B.3. Il ressort du libellé de la question préjudicielle que la Cour est invitée à se prononcer sur la compatibilité de l'article 317 du Code civil avec les articles 10, 11, 22 et 22bis de la Constitution, lus ou non en combinaison avec l'article 8 de la Convention européenne des droits de l'homme, en ce qu'il ne prévoit pas que le juge doit prendre en considération l'intérêt de l'enfant, même en cas de réclamation tardive par le père de la « mise en oeuvre » de sa paternité, lorsque la paternité est établie par la présomption de paternité du mari de la mère, alors que, dans les autres modes d'établissement de la paternité, la loi prévoit ce contrôle.

Bien que la question préjudicielle renvoie à l'article 317 du Code civil, il ressort de cette question et de la motivation de la décision de renvoi que c'est en réalité, comme le relève le Conseil des ministres, l'article 315 du même Code qui est visé.

B.4.1. Il appartient en principe au juge a quo de vérifier s'il est utile de poser une question préjudicielle à la Cour au sujet d'une disposition qu'il estime applicable au litige. Ce n'est que lorsque tel n'est manifestement pas le cas que la Cour peut déclarer que la question n'appelle pas de réponse.

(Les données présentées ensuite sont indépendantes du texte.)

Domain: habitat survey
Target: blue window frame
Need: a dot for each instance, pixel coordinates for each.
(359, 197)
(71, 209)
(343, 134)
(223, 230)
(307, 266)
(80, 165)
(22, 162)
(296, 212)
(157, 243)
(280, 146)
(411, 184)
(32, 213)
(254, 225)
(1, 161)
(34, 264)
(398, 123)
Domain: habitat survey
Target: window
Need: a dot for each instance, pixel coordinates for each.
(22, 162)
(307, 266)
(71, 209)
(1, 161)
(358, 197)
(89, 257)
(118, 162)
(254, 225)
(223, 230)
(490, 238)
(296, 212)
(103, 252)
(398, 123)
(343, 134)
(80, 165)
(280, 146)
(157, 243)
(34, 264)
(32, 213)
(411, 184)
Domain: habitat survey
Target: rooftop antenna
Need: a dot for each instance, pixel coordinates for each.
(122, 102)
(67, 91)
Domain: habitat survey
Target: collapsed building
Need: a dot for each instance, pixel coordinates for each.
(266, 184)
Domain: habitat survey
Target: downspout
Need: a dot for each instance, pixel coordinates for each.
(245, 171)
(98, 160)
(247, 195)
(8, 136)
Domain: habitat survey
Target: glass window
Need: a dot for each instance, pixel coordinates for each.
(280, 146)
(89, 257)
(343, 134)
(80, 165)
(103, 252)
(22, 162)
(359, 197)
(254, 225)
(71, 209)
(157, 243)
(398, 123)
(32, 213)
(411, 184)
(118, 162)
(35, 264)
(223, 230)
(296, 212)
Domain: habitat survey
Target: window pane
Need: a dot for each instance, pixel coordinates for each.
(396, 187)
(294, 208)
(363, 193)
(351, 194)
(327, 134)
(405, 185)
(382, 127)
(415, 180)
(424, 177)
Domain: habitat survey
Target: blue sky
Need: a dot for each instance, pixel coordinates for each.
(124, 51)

B.4.2. L'article 315 du Code civil règle les circonstances dans lesquelles une présomption de paternité est établie au bénéfice de l'enfant du mari de la mère.

Ce mode d'établissement de la paternité étant fondé sur une présomption légale, il ne nécessite en aucun cas l'intervention d'un juge pour l'établir : la filiation paternelle de l'enfant résulte en effet, dans ce cas, de la mention dans l'acte de naissance de l'enfant, ainsi que le prescrit l'article 57, 2°, du Code civil tel qu'il était applicable dans l'espèce soumise au juge a quo, de l'année, du jour, du lieu de la naissance, du nom, des prénoms et du domicile du père.

Lorsqu'une personne veut faire rectifier un acte de l'état civil, elle peut, aux termes de l'article 35, § 1er, du Code civil, adresser une demande à cet effet auprès du tribunal de la famille.

B.4.3. Le jugement a quo indique que le Tribunal a « décidé qu'il y avait lieu d'examiner la demande sous l'angle de l'article 315 du Code civil » et relève qu'« aucune filiation paternelle n'a été mentionnée dans l'acte de naissance ». Il en déduit que la demande « vise, dès lors, à entendre rectifier l'acte de naissance de l'enfant en y mentionnant le nom de son père ». Il en résulte que le Tribunal est appelé à constater que les conditions d'application de l'article 315 du Code civil sont réunies en l'espèce, et que, partant, la filiation de l'enfant est établie par présomption de paternité du mari de la mère, et à ordonner en conséquence la rectification de l'acte de naissance de l'enfant sur la base de l'article 35, § 1er, du Code civil.

L'article 315 du Code civil s'appliquant de plein droit par l'effet de la loi, la paternité du mari de la mère est établie dès la naissance de l'enfant, sans qu'il ne doive établir sa paternité par voie judiciaire ou par quelque autre démarche, ni, partant, que l'enfant ne puisse pas bénéficier de cette présomption, « même en cas de réclamation tardive de sa mise en oeuvre ». Il en découle que la question préjudicielle, qui suggère qu'un contrôle de l'intérêt de l'enfant pourrait avoir lieu au moment de la « mise en oeuvre » de la présomption de paternité du mari de la mère, alors que cette présomption n'a pas à être mise en oeuvre, repose sur une prémisse erronée.

B.4.4. Au surplus, le tribunal doit prendre l'intérêt supérieur de l'enfant en considération lorsqu'il statue sur la demande tendant à octroyer un droit d'hébergement de l'enfant au profit du demandeur, ou sur une éventuelle action en contestation de paternité, sur la base de l'article 318, § 1er, du Code civil, intentée par l'enfant ayant atteint l'âge de douze ans.

B.5. La question préjudicielle n'appelle pas de réponse.

Par ces motifs, la Cour dit pour droit : La question préjudicielle n'appelle pas de réponse.

Ainsi rendu en langue française et en langue néerlandaise, conformément à l'article 65 de la loi spéciale du 6 janvier 1989 sur la Cour constitutionnelle, le 5 mars 2020.